Defendant, appearing specially, has appealed from an order denying its motion under section 237-a of the Civil Practice Act, to set aside the service of the summons and complaint on the grounds that the court lacked jurisdiction of the person of defendant and of the subject matter of the action.

The plaintiff, president of the Hungarian Government in Exile, now resident here, instituted this action against defendant Credit-Suisse, to establish the right of that government to a fund deposited by it with Credit-Suisse while it exercised governmental powers in Hungary, to provide for its future maintenance in the event that it should be forced into exile; the contract of deposit provided for such purpose. In alleged violation of its contract, the bank delivered the fund to the Hungarian People's Republic which succeeded plaintiff's government.

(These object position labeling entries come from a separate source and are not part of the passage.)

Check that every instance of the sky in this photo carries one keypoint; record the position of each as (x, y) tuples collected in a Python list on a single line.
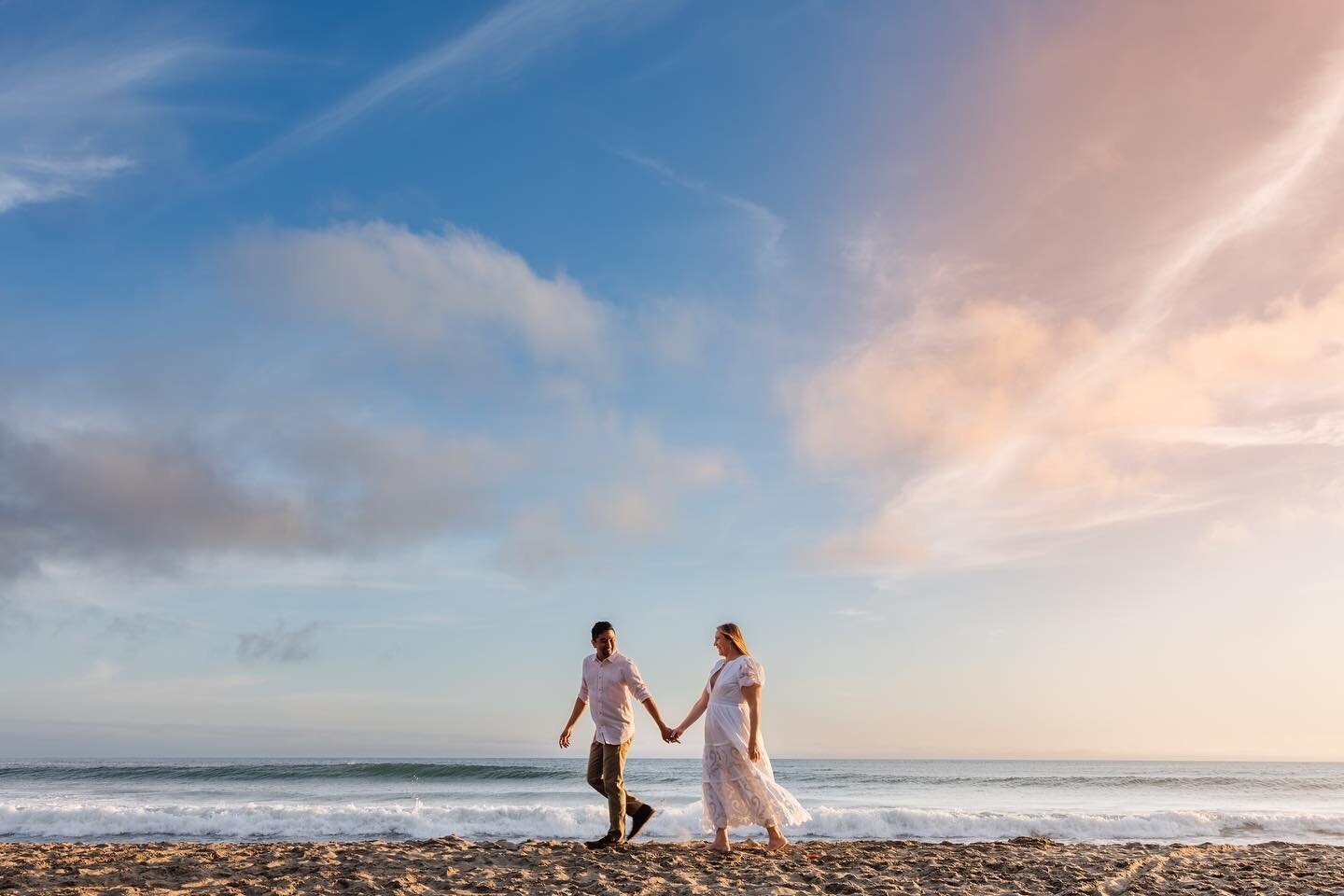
[(983, 361)]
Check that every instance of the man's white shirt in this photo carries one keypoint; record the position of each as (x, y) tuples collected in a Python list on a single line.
[(607, 688)]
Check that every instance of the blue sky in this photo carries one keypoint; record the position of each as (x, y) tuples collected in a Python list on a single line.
[(357, 359)]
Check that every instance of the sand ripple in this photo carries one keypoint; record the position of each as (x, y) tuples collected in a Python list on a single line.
[(454, 865)]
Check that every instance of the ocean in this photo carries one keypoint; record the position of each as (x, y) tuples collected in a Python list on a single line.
[(307, 800)]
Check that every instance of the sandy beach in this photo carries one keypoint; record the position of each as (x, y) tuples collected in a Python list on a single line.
[(454, 865)]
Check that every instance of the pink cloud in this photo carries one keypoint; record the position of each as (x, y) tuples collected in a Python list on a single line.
[(1133, 242)]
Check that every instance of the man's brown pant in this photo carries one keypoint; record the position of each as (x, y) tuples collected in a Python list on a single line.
[(607, 776)]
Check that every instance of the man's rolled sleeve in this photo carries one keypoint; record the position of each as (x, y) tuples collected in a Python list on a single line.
[(636, 682)]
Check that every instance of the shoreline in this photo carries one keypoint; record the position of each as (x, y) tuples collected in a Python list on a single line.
[(452, 864)]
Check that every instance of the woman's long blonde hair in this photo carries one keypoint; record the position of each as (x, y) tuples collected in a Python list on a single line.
[(734, 635)]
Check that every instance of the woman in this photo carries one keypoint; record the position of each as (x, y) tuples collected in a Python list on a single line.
[(738, 780)]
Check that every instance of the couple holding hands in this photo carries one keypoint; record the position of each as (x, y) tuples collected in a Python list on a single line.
[(736, 778)]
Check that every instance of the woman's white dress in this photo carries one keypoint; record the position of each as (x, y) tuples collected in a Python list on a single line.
[(736, 791)]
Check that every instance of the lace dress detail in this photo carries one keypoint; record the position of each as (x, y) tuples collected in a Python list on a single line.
[(736, 791)]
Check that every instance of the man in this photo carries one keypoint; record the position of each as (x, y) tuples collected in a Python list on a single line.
[(609, 679)]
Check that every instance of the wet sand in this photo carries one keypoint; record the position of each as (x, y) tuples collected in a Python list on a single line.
[(454, 865)]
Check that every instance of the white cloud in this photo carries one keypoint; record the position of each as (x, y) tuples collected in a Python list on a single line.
[(76, 107), (497, 49), (417, 289), (36, 179)]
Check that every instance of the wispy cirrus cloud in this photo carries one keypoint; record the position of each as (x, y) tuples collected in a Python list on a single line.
[(766, 226), (497, 49), (38, 179), (1087, 327), (79, 106)]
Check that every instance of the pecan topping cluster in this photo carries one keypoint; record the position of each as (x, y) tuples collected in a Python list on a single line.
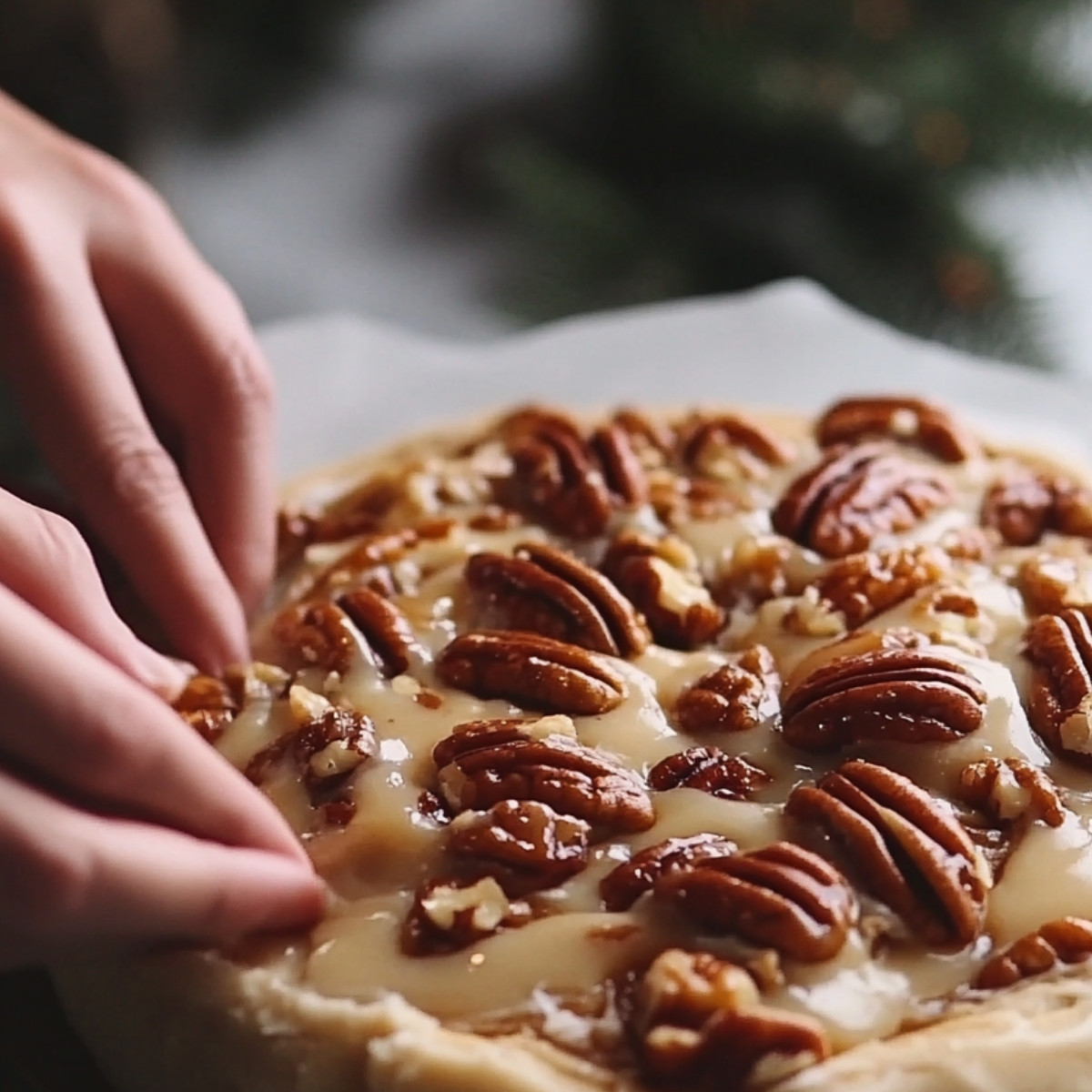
[(912, 696), (705, 691), (546, 591), (857, 495), (907, 847), (700, 1022)]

The summons and complaint were served upon Paul Weber, the managing agent of defendant's New York agency.

Implicit throughout the various allegations of the complaint is a cause of action for breach of contract which gives the Supreme Court jurisdiction over the subject matter of this controversy. We should say, however, that jurisdiction would not extend to the subject matter of the alleged trust, express or constructive, also set forth in the complaint.

The principal issue on this appeal is the contention of defendant that under the provisions of subdivision 3 of section 200 of the Banking Law the Legislature intended to subject foreign banks to suit only for causes of action arising out of transactions of their agencies here, and that service of process under the general provisions of section 229 of the Civil Practice Act is invalid under the circumstances of this case, where the cause of action arose in a foreign jurisdiction.

Personal service on a foreign corporation doing business in this State may be effected pursuant to section 229 of the Civil Practice Act. Reading this section together with subdivision 3 of section 200 of the Banking Law presents a conjunctive viewpoint on the basis of which we perceive that the legislative intent was otherwise than as contended by appellant.

We do not interpret subdivision 3 of section 200 of the Banking Law as confining jurisdiction under the other sections of the Civil Practice Act only to causes of action arising out of transactions with a New York agency.

The purpose of such provision in the Banking Law is not to circumscribe and limit, but to expand and amplify the opportunities of plaintiffs, to effect service and to facilitate acquisition of jurisdiction in personam over defendant foreign banks in cases where adequate methods of obtaining redress for a wrong might not be otherwise afforded and where it is most needed. That this is so is evidenced by the chronicle of legislative reasoning contained in the Report of the Law Revision Commission as to Personal Service of Process on Foreign Corporations Doing Business in New York (1944 Report of N. Y. Law Rev. Comm., pp. 407-431; cf., also, 1951 Legislative Annual, p. 55). Therefore, construing the complaint as stating a cause of action in contract with jurisdiction in this court over the subject matter, we think that subdivision 3 of section 200 of the Banking Law merely provides an additional and not an exclusive method of service in specified circumstances and consequently service under section 229 of the Civil Practice Act was properly effected.

The order should be affirmed.

Order unanimously affirmed, with $20 costs and disbursements to the respondent.